Troubleshooting client exceptions

[Version 8.6.0.5 and later]You can troubleshoot exceptions that occur when a client attempts to complete a transaction.

Procedure

  • Debug TargetNotAvailable exceptions.
    Problem:
    TargetNotAvailableException exceptions occur on the client. A TargetNotAvailableException exception occurs when a client tries to run a transaction against a data grid and fails. For example, ClientA wants to insert key29 into the data grid, MyGrid. The client code hashes key29 to partition 1 of MyGrid, and attempts to route to it. Partition 1 of MyGrid cannot be successfully accessed. ClientA receives a TargetNotAvailableException exception.
    Solution
    Complete the following steps to debug the TargetNotAvailableException exception.
    1. Receiving a TargetNotAvailableException exception can indicate a normal failover condition. For example, during a container server failure, there is a window of time when the failure is detected and shards are promoted and replaced.
    2. A TargetNotAvailableException exception is an umbrella exception for many situations. To debug a TargetNotAvailableException exception, you must review the exception message and chained exceptions. Identify the following parts of a TargetNotAvailableException exception:
      • The Shard identification string (shard ID). The client routes a transaction to a shard, either the primary or replica shard. A shard ID consists of the domain name, the ObjectGrid name, the map set name, and the partition number. The format is domainName:ObjectGridName:MapSetName:Partition. The shard ID can be used when you review the xscmd command output, such as routetable, showPlacement, showMapSizes, and other commands. It can also be used to identify messages in the catalog and container server SystemOut or FFDC logs.
      • The exception message. This message can be another exception, such as an ORB or an XIO transport exception.
      • The chained or cause-by exceptions, which can be an ORB or an XIO exception, an exception that is thrown by WebSphere® eXtreme Scale, or it can be a Java IO exception.
    3. If the client-side log is available, review the log for CWOBJ113 series messages with the same shard ID as the TargetNotAvailableException exception. For example, a CWOBJ1130 message shows the first exception that is encountered by the client. If the request recovers after the request is resent, a CWOBJ1133 message follows. If the request is made again and fails, then a TargetNotAvailableException exception occurs.
    Problem
    Exception org.omg.CORBA.NO_RESPONSE (ORB)
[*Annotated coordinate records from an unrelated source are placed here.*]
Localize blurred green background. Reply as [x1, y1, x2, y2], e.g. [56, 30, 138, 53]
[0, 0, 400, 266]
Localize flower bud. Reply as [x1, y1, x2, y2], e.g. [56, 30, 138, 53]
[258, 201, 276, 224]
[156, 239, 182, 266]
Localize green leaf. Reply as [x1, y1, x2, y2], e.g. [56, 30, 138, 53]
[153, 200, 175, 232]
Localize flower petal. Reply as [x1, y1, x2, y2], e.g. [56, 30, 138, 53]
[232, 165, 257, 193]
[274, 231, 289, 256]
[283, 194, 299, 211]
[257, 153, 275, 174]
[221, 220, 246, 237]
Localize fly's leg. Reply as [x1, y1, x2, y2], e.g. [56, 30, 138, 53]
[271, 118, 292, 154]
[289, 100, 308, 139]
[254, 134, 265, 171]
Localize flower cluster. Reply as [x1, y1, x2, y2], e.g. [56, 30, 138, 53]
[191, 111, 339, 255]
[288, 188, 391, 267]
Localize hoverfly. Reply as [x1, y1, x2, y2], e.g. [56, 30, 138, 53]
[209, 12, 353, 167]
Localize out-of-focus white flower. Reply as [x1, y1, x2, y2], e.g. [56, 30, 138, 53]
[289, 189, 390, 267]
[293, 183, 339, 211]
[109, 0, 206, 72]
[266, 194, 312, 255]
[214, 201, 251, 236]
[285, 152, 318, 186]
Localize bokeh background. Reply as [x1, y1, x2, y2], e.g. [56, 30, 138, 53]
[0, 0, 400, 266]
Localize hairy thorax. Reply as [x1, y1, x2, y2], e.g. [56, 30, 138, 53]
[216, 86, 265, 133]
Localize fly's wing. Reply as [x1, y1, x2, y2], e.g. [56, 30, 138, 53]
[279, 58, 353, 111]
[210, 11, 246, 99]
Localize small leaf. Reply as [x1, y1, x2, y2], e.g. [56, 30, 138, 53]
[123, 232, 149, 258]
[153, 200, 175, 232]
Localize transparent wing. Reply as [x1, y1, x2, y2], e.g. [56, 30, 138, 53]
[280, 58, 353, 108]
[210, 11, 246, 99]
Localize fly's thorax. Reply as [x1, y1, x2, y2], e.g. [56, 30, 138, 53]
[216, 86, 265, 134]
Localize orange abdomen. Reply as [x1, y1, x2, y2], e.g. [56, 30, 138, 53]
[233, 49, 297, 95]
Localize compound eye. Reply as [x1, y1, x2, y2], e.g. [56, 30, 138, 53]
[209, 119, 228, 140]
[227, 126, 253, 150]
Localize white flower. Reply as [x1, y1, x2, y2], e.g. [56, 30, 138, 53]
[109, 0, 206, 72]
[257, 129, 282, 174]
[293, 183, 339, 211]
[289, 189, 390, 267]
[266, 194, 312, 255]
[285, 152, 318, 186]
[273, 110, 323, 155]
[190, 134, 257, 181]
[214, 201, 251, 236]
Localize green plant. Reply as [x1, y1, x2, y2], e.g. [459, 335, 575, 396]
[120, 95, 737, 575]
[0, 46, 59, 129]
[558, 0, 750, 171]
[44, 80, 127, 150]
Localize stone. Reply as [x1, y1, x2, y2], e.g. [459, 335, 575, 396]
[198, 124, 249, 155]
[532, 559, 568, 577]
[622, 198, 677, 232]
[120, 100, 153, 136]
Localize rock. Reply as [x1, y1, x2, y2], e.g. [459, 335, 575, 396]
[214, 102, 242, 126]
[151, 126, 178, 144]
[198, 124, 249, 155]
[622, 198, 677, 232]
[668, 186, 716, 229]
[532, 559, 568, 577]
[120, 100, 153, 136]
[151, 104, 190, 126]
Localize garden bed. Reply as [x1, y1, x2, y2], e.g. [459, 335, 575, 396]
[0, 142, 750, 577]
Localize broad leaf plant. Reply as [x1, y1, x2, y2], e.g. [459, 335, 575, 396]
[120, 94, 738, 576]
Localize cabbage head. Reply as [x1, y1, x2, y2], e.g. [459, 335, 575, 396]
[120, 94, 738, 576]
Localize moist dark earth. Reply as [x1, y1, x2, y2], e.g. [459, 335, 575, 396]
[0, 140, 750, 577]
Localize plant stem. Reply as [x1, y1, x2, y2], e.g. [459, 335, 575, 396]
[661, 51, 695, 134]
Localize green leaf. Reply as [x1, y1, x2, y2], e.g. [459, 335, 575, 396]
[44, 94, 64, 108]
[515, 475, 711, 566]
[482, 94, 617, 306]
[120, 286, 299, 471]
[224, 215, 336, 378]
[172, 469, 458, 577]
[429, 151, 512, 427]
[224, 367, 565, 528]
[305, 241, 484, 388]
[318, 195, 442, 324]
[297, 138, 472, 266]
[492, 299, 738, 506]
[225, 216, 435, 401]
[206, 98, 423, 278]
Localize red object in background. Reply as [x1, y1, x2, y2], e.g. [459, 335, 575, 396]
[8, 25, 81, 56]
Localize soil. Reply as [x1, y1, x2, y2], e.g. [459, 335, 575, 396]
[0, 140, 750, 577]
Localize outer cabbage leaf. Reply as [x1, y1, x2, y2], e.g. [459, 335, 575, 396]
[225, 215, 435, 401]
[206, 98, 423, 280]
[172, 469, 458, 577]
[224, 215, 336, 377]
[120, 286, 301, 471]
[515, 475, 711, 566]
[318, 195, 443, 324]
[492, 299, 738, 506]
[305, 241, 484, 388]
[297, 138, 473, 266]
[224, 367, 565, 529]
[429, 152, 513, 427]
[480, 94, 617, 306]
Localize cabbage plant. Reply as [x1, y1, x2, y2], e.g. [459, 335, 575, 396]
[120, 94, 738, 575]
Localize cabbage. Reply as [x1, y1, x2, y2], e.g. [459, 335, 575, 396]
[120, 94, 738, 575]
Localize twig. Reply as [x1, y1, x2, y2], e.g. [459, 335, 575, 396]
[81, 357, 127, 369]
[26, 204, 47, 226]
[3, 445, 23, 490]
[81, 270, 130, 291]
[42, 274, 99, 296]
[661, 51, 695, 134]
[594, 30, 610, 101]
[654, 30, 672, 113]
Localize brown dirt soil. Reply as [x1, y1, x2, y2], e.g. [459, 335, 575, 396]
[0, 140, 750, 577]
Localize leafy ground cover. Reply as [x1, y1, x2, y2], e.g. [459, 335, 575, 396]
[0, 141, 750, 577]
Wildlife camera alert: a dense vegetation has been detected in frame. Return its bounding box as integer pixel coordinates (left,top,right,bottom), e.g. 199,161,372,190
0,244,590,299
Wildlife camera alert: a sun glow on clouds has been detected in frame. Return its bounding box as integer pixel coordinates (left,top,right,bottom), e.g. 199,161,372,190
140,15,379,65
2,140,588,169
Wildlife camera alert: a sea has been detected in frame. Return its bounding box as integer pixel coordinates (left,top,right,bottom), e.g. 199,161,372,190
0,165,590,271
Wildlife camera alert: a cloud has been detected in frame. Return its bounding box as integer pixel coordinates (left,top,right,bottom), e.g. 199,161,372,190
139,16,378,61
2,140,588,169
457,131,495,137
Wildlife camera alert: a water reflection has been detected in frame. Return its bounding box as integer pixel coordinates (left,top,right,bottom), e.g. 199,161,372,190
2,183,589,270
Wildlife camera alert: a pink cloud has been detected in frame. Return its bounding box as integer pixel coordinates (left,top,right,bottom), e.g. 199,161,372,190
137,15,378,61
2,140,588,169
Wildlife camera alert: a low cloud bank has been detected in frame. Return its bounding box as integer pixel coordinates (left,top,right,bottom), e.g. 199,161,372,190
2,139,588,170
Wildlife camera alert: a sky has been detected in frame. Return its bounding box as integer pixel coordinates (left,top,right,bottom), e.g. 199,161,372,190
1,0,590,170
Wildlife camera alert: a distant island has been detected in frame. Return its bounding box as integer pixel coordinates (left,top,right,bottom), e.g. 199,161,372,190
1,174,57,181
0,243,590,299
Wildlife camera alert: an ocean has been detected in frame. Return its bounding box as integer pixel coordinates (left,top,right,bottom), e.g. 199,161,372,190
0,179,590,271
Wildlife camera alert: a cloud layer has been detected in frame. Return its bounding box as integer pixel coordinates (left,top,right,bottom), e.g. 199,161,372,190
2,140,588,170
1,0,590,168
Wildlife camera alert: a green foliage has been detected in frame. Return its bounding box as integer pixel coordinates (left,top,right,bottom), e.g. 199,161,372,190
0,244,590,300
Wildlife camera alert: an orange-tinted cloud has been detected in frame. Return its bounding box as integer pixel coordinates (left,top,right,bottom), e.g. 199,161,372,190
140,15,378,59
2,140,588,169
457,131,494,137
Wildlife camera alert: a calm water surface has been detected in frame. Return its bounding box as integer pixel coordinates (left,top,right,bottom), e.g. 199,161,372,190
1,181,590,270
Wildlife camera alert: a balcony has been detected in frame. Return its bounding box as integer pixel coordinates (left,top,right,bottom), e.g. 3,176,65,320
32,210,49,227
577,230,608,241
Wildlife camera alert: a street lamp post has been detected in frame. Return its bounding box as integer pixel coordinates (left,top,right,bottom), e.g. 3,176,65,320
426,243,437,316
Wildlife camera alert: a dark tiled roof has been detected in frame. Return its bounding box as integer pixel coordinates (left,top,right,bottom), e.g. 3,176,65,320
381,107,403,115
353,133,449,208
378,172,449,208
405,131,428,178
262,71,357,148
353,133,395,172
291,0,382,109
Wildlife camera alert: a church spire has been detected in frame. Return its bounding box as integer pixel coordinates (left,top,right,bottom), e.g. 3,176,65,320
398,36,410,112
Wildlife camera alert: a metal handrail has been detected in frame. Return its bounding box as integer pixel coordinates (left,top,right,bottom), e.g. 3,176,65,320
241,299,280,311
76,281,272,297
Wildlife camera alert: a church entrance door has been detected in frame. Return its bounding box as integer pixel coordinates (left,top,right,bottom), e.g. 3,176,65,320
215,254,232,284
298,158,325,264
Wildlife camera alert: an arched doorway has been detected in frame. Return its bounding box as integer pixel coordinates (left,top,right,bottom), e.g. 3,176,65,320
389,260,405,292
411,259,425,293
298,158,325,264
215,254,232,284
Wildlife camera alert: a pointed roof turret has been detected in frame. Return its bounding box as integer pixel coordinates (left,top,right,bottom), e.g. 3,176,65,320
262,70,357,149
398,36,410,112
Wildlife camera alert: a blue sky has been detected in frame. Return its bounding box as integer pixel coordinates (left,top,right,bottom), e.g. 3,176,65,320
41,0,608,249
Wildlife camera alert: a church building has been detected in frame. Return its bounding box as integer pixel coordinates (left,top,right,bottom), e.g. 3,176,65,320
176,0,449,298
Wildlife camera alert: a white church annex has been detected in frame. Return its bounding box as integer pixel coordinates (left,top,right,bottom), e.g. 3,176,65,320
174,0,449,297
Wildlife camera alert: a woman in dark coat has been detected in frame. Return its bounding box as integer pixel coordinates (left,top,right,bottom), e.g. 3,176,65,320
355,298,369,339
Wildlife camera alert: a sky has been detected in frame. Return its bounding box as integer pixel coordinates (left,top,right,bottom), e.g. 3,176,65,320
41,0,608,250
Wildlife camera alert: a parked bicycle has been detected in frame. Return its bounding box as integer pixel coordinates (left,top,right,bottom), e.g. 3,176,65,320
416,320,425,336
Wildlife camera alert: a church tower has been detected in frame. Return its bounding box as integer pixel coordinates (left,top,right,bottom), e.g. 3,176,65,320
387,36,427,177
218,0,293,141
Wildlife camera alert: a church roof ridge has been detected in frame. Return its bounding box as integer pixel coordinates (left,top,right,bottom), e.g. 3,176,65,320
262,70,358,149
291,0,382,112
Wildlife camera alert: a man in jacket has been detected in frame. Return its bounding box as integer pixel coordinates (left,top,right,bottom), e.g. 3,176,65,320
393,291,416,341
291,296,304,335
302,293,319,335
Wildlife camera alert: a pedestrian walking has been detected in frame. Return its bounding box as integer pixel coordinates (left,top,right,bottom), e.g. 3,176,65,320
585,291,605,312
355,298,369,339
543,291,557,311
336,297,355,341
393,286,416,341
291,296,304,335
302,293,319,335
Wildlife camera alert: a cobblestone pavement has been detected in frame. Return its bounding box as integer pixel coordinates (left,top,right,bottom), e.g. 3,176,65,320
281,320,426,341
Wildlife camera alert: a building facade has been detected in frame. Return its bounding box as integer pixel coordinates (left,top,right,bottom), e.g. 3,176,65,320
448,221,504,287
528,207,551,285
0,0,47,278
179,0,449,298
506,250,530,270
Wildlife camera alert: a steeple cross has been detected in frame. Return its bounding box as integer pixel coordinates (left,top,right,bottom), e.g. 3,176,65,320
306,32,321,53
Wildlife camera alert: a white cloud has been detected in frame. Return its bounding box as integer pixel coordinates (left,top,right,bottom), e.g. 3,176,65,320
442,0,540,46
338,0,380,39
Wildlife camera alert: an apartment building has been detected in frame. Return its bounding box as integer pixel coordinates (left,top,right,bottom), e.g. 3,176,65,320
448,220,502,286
    com.ibm.ws.xsspi.xio.exception.MessageTimeOutException (XIO)

    Solution
    These messages indicate that the transport layer did not determine whether a successful connection was made, and a response did not occur within the configured timeout. Answer the following questions to debug this problem:
    • Are there any network problems that prevent connections? For example, the network is intermittently down; the firewall blocks ports; the DNS service has intermittent problems.
    • Was there a hard failure such as an entire system failure? If the TCP layer did not detect the loss of a system, a NO_RESPONSE or MessageTimeOutException exception can occur.
    • Are there CWOBJ7853W messages that indicate hung threads? Review the log of the container server for which the following actions occurred:
      • Where the CWOBJ1130 message was displayed.
      • Where the xscmd routetable command was run.
    • Do transaction timeouts indicate long running or failing transactions?
    • Is the ORB RequestTimeout or XIO xioTimeout set too low? For example, a time out of 5 seconds or less increases the chances of NO_RESPONSE or MessageTimeOutException especially during server stop or start events.
  • Use the following solutions to troubleshoot the exceptions that are found in the TargetNotAvailableException, which occur when the client cannot connect to the data grid:
    Table 1. Client exceptions and solutions
    Exception Solution
    com.ibm.ws.xsspi.xio.exception.ConnectionRefusedException (XIO)
    org.omg.CORBA.TRANSIENT (ORB)
    org.omg.CORBA.COMM_FAILURE (ORB)
    These messages indicate that the container server was not contacted, and the JVM process is gone. This exception is normally temporary and the remote primary shard fails over to a new location, and the clients are updated. If the clients do not recover, check whether either domain has quorum enabled and whether the system is out of quorum. Use the xscmd command, showQuorumStatus. If the domain is out of quorum, placement changes are not done.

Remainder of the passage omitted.